Acdemic Report:Optical Diagnostics and Modeling of Biomass Gasification Processes

Title:Optical Diagnostics and Modeling of Biomass Gasification Processes

Speaker: Prof. Jay Gore,Maurice J. Zucrow Laboratories,School of Mechanical Engineering,Purdue University


Location::Conference Room of Tsinghua-BP center

Abstract:Gasification is a potentially sustainable and cleaner alternative to combustion of coal and biomass fuels. Gasification processes occur at multiple length scales including endothermic solid-gas reactions at the particle micro-scale (~10 μm) coupled with boundary layer processes (~500 μm) that are linked to the gas phase processes at the reactor scale (~ 10 m). The processes at the particle scale (~500 μm) are governed by diffusion of heat and mass to and from the surface and heterogeneous and homogeneous chemical reactions. Multi-scale computational and experimental studies of gasification in the presence of steam, CO2, and excess hydrogen in presence of a sustainable heat source such as solar radiation can lead to reduced carbon footprint and enhanced sustainability.

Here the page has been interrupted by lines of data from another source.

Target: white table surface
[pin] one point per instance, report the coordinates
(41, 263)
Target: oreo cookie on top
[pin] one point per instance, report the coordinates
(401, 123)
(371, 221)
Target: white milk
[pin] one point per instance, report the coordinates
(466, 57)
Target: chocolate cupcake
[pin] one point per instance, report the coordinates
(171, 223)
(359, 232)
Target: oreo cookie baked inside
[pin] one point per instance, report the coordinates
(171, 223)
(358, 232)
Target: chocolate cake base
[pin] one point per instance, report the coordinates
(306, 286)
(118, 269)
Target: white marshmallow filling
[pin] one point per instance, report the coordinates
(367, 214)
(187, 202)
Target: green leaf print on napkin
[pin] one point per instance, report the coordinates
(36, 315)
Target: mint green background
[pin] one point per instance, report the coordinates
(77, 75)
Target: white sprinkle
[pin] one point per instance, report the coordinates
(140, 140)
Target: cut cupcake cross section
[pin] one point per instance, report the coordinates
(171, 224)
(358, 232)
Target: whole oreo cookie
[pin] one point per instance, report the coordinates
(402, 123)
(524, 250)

An optical diagnostics accessible fixed bed high pressure reactor arrangement (as shown in Fig. 1) for studies of biomass and coal gasification was developed. The high pressure reactor features controlled uniform heating in CO2, steam and hydrogen environments. Diagnostics include microbalance, pressure, temperature and strain gauge transducers, and mid-infrared absorption spectroscopy. Structural and elemental changes in the biomass samples are analyzed using Scanning Electron Microscopy (SEM) and Energy Dispersive Spectral (EDS) analysis. Computational studies include development of a spatially resolved model for the gasification of porous materials in gaseous environments using unsteady reaction diffusion equations.